For instance, distributors sent nearly 21 million opioid pills over 10 years to pharmacies in Williamson, W.V., where about 3,000 people live.
And in Kermit, W.V., home to only 406 people, distributors sent about 9 million opioid doses to pharmacies over two years.
Turning a blind eye
There were a number of warning signs that were ignored by both the DEA and the distributors, the committee said.
It found several cases where distributors had failed to conduct proper due diligence of their customers.
Even though the DEA tried to educate distributors about their responsibility to report suspicious orders, the companies failed to address monitoring in critical ways, the committee reported.
It said there were instances in which distributors appeared to turn a blind eye to the red flags of possible drug diversion or took only minimal steps to investigate, while continuing to ship controlled substances to suspect pharmacies.
Many of the suspect pharmacies highlighted in the report remain open, with some distributors continuing to do business with them, the committee said.

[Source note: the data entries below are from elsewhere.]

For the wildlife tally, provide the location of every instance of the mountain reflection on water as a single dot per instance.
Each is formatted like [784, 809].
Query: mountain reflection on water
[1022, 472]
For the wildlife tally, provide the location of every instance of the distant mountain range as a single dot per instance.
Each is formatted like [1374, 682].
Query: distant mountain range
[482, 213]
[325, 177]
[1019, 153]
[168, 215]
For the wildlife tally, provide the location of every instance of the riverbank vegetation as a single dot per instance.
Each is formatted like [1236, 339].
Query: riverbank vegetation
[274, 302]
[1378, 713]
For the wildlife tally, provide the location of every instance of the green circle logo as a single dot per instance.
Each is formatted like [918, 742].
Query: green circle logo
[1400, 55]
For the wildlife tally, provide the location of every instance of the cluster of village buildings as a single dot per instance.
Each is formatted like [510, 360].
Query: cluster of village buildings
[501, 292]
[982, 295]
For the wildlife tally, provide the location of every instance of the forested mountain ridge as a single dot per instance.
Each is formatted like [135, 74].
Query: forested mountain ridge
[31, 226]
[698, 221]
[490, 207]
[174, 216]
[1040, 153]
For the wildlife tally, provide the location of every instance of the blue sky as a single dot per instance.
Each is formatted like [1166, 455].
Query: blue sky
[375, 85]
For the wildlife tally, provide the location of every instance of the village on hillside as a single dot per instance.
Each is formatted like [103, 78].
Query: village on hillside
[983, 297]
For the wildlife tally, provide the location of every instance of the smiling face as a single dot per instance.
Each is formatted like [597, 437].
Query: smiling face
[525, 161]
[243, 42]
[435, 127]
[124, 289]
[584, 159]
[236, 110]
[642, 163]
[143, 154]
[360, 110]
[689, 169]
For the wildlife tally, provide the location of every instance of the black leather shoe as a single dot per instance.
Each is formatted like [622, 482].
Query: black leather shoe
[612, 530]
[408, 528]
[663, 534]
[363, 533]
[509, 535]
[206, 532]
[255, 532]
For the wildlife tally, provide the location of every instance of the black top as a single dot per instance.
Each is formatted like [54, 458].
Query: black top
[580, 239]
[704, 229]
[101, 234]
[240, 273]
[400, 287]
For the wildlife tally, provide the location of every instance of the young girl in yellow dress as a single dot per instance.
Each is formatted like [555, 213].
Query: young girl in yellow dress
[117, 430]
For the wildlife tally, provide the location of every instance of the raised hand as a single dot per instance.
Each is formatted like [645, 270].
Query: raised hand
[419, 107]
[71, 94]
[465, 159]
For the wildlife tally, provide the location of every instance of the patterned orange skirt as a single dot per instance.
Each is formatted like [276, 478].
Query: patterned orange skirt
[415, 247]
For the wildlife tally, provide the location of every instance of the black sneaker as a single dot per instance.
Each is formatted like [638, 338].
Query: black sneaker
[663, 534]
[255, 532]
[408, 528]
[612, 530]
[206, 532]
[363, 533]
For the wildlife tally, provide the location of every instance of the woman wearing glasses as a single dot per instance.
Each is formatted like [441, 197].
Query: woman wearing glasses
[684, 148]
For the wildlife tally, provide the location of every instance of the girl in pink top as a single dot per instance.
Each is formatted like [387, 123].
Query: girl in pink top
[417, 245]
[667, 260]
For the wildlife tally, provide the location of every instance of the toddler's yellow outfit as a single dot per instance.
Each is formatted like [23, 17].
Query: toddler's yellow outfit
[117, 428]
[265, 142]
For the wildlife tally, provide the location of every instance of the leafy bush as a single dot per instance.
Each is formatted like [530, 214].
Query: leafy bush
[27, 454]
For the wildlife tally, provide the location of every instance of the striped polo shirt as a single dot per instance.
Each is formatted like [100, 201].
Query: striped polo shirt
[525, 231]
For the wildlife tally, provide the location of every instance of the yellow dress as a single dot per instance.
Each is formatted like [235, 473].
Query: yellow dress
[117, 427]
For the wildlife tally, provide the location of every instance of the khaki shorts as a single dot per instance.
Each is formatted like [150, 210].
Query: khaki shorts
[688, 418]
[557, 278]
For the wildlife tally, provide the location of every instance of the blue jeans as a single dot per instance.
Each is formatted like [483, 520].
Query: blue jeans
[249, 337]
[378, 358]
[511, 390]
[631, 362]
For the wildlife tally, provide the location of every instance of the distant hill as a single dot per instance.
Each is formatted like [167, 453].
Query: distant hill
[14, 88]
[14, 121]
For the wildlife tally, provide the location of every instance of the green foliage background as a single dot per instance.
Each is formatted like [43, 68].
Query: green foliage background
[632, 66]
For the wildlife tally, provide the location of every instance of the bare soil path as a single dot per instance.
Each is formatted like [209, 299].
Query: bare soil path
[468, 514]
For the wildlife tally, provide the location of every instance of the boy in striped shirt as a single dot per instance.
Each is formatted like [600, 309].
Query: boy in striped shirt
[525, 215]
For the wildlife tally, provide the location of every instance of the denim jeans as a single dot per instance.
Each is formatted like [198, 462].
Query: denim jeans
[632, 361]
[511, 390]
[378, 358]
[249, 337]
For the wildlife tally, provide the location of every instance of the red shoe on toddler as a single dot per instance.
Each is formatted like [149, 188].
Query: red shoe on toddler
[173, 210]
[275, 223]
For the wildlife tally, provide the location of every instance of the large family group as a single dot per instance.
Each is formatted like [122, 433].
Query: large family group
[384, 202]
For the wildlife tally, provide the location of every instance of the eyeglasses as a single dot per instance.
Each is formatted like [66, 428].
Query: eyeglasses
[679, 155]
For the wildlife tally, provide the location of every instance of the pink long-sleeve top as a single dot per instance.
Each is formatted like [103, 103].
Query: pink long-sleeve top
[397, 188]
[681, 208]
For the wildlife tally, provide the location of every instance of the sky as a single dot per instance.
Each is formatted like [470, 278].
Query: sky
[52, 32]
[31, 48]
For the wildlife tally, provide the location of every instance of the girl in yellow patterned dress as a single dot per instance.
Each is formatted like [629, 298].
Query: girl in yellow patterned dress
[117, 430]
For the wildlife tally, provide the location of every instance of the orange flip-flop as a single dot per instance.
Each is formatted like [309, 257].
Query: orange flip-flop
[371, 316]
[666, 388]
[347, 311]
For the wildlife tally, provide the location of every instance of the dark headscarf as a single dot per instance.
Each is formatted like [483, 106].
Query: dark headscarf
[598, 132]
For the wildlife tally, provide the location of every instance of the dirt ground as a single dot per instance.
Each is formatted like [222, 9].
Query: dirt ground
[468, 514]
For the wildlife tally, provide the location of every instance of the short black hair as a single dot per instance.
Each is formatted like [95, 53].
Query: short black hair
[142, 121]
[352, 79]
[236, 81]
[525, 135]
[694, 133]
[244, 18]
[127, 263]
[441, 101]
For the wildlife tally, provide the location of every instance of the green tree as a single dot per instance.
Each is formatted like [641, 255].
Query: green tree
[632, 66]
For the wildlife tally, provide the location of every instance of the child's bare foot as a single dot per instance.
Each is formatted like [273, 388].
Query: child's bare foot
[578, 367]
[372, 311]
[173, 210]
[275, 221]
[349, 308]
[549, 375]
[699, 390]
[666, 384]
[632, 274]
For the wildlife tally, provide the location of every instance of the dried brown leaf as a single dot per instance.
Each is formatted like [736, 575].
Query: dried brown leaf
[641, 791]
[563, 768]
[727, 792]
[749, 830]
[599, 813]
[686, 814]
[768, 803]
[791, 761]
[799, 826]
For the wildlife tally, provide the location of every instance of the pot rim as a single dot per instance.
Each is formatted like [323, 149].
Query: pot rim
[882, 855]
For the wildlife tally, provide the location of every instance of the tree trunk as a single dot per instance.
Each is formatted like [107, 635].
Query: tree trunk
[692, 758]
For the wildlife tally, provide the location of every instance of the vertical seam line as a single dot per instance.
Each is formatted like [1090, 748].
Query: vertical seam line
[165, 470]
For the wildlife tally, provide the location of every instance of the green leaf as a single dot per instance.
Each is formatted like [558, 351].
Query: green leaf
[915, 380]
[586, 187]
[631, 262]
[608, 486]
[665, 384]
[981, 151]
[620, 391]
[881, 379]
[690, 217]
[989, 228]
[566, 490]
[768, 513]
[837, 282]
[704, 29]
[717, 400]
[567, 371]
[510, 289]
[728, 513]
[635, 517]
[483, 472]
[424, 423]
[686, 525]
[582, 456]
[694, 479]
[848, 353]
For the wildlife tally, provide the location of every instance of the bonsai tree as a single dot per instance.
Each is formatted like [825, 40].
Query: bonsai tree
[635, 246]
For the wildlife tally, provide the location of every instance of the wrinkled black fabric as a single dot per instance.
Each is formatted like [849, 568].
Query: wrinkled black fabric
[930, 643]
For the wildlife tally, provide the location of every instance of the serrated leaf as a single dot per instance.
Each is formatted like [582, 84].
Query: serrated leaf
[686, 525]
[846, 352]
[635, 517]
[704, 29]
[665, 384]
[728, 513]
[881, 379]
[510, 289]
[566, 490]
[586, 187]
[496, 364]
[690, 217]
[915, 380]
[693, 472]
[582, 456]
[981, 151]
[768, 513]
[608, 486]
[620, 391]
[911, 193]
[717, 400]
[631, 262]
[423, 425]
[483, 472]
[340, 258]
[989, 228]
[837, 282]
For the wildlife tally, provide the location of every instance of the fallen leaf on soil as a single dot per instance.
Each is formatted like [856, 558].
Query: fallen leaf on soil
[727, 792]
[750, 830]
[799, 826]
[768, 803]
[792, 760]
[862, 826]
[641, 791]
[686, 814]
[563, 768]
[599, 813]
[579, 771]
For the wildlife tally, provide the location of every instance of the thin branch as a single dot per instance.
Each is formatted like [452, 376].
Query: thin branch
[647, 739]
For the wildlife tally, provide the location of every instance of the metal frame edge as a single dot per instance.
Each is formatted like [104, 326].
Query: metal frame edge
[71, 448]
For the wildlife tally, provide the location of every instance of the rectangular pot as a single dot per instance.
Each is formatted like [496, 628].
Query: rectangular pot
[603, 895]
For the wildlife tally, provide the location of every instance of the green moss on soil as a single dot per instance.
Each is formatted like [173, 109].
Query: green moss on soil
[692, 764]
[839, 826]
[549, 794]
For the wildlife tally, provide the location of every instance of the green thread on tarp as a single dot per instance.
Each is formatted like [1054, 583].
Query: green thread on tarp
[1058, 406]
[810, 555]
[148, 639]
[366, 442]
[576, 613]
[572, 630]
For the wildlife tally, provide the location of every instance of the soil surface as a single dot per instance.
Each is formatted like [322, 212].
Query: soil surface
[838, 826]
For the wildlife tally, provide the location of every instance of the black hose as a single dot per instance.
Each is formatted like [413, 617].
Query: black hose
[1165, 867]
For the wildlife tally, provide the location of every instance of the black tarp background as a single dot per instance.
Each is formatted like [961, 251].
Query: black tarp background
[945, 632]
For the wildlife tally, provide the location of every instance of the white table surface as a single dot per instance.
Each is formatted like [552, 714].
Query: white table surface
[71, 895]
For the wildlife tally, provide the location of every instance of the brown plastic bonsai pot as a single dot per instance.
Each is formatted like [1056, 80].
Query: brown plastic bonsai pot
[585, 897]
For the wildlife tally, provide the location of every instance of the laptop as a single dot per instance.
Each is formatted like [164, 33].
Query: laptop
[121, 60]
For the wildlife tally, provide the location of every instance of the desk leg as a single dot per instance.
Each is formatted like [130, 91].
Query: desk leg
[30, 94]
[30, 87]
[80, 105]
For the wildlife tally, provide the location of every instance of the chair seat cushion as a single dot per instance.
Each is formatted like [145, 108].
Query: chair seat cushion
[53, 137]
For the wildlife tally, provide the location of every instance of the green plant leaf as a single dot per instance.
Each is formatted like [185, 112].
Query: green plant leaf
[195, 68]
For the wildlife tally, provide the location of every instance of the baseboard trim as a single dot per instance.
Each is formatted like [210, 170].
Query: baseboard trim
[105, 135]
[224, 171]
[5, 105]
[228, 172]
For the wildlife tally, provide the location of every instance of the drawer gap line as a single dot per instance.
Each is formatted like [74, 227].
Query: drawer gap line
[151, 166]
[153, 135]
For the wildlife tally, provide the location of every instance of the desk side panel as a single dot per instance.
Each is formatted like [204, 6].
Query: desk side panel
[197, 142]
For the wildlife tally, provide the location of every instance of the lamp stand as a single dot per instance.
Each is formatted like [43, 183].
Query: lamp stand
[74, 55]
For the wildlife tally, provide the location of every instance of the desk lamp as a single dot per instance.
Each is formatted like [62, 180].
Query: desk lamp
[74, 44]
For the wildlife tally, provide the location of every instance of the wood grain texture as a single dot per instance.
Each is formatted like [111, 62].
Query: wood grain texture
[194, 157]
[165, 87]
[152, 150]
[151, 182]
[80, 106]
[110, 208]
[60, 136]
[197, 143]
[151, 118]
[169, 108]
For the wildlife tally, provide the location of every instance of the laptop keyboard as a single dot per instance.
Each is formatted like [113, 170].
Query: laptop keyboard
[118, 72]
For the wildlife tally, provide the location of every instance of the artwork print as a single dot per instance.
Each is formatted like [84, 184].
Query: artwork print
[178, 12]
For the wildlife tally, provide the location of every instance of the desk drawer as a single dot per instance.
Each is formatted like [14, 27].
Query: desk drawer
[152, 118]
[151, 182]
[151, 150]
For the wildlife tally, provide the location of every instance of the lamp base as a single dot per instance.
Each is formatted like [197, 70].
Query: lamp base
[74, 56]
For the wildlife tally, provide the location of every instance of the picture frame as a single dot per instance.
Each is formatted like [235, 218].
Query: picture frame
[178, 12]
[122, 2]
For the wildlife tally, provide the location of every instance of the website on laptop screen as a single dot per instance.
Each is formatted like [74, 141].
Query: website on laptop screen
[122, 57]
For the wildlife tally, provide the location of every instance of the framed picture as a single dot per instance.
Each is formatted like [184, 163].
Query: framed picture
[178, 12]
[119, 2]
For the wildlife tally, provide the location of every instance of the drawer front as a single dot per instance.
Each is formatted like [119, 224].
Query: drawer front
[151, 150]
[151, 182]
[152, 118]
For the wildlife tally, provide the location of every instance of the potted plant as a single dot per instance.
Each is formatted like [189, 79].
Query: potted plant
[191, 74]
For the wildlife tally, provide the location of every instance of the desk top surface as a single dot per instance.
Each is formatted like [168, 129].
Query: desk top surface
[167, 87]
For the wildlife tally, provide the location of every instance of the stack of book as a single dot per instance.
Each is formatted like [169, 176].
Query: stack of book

One of the greatest factors that hindered the DEA's ability to proactively identify diversion trends and target enforcement actions was the difficulty it had in using the data its collects through its Automation of Reports and Consolidated Orders System, or ARCOS, according to the report.
The system collects about 90 million transaction reports annually from registered manufacturers and distributors. The data are intended to help the DEA detect abnormal distribution patterns involving individual pharmacies and distributors or larger controlled substances sales trends across the U.S.
The DEA has made some recent improvements to ARCOS, but the system still has problems, the committee said.
The report laid out more than a dozen recommendations for the DEA and drug distributors to implement to fix their problems.
The report came two months after Congress passed a 660-page landmark bill aimed at addressing the U.S. opioid epidemic — measures that are expected to take years for the government to implement.
Probing conflicts of interest
Meanwhile, the top Democrat on the Senate Finance Committee, Sen. Ron Wyden of Oregon, pressed Health and Human Services Secretary Alex Azar over concerns about financial conflicts of interest with members of a task force charged with reviewing best practices for prescribing pain medications and making recommendations about what opioid-use disorder treatments should be covered by the government's healthcare programs for seniors, the disabled and low-income Americans.
The task force was created under a 2016 opioid bill, the Comprehensive Addiction and Recovery Act.
Wyden said 10 of the task force's members reported receiving payments totaling about $180,000 from drug and device companies, including opioid manufacturers, such as Pfizer Inc. and Purdue Pharma L.P.
He noted one of the members of the task force works at the U.S. Pain Foundation, which has taken money from several opioid makers, including Insys Therapeutics Inc., a company that has been the subject of civil and criminal prosecution for abusive marketing practices involving its fentanyl product.
In a separate letter, the Oregon senator also questioned the U.S. Pain Foundation about its ties to Insys and others opioid makers and the organization's patient assistance program.
New naloxone guidelines
The House report and Wyden's letters came on the same day HHS unveiled new prescribing guidelines for the opioid-overdose reversal agent naloxone.
The agency said clinicians should prescribe naloxone or co-prescribe it in conjunction with other medicines to people at risk for opioid overdose.
HHS advised clinicians to educate patients and those who are likely to respond to an overdose, including family members and friends, on when and how to use naloxone.
The guidelines were issued a day after an FDA advisory panel voted 12 to 11 in favor of prescribing naloxone with prescription opioid painkillers.